Namun, dalam papan informasi tersebut tidak dicantumkan nama konsultan pengawas. Hal ini memunculkan pertanyaan terkait transparansi dan kepatuhan terhadap regulasi pengadaan barang dan jasa pemerintah.
Dalam ketentuan yang berlaku, khususnya Peraturan Presiden (Perpres) Nomor 16 Tahun 2018 tentang Pengadaan Barang/Jasa Pemerintah sebagaimana telah diubah dengan Perpres Nomor 12 Tahun 2021, ditegaskan bahwa setiap pelaksanaan pekerjaan konstruksi wajib memenuhi prinsip transparansi, akuntabilitas, dan keterbukaan informasi. Salah satu implementasinya adalah penyediaan papan informasi proyek yang memuat data lengkap, termasuk konsultan pengawas sebagai pihak yang bertanggung jawab terhadap pengendalian mutu pekerjaan.
Tidak dicantumkannya konsultan pengawas dinilai dapat menghambat fungsi kontrol publik serta berpotensi melanggar prinsip keterbukaan informasi sebagaimana juga diatur dalam Undang-Undang Nomor 14 Tahun 2008 tentang Keterbukaan Informasi Publik.
Selain persoalan administrasi, dugaan pelanggaran juga muncul dalam pelaksanaan teknis di lapangan. Berdasarkan pantauan awak media, kontraktor pelaksana diduga menggunakan fasilitas air dan listrik milik Puskesmas Ngroto untuk menunjang pekerjaan. Praktik ini menimbulkan pertanyaan terkait mekanisme penggunaan fasilitas negara, apakah telah melalui izin resmi atau tidak.
Tak hanya itu, kualitas material yang digunakan juga menjadi perhatian. Sejumlah material seperti pasir yang digunakan diduga merupakan pasir darat dengan kualitas di bawah standar jika dibandingkan dengan pasir sungai atau pasir Lumajang yang lazim digunakan dalam pekerjaan konstruksi. Penggunaan material yang tidak sesuai spesifikasi teknis berpotensi mempengaruhi mutu bangunan serta umur konstruksi.
Kepala Dinas Kesehatan Daerah (DKK) Blora, Edi Widayat, saat dikonfirmasi melalui pesan WhatsApp pada Senin (24/08/2026), tidak memberikan penjelasan rinci dan justru mengarahkan awak media untuk menghubungi Pejabat Pembuat Komitmen (PPKom), Sofy.
Sementara itu, Sofy selaku PPKom hingga berita ini ditayangkan belum memberikan tanggapan atas konfirmasi yang disampaikan oleh wartawan Duta Peristiwa.
Minimnya respons dari pihak terkait semakin memperkuat sorotan publik terhadap proyek tersebut.
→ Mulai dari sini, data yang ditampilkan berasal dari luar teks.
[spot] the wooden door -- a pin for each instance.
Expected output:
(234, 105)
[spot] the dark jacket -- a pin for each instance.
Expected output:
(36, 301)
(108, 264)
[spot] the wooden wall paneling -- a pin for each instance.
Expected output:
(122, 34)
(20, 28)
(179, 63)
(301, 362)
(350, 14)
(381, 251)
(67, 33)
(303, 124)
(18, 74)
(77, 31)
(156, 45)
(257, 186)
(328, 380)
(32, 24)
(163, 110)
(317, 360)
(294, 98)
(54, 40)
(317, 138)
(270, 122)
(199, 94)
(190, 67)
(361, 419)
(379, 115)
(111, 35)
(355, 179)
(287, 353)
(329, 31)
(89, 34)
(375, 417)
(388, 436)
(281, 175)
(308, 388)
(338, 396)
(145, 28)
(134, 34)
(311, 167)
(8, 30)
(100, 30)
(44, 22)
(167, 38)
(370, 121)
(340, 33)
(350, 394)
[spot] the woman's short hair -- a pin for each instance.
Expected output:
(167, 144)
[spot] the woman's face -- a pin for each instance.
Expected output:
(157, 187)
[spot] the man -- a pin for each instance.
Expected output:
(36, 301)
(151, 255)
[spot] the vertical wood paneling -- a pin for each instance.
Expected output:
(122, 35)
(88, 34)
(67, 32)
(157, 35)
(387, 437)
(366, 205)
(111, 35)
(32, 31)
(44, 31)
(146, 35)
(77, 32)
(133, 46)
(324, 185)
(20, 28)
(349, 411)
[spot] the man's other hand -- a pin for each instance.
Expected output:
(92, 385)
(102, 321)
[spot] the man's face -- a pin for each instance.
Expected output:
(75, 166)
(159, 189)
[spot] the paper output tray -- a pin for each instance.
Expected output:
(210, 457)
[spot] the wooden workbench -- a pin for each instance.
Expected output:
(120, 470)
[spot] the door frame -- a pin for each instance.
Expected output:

Masyarakat berharap adanya keterbukaan serta pengawasan yang lebih ketat agar pelaksanaan proyek pemerintah benar-benar sesuai aturan dan memberikan hasil yang berkualitas.
Duta Peristiwa akan terus melakukan penelusuran lebih lanjut terkait proyek ini guna memastikan akuntabilitas penggunaan anggaran negara serta kualitas pembangunan fasilitas layanan kesehatan bagi masyarakat.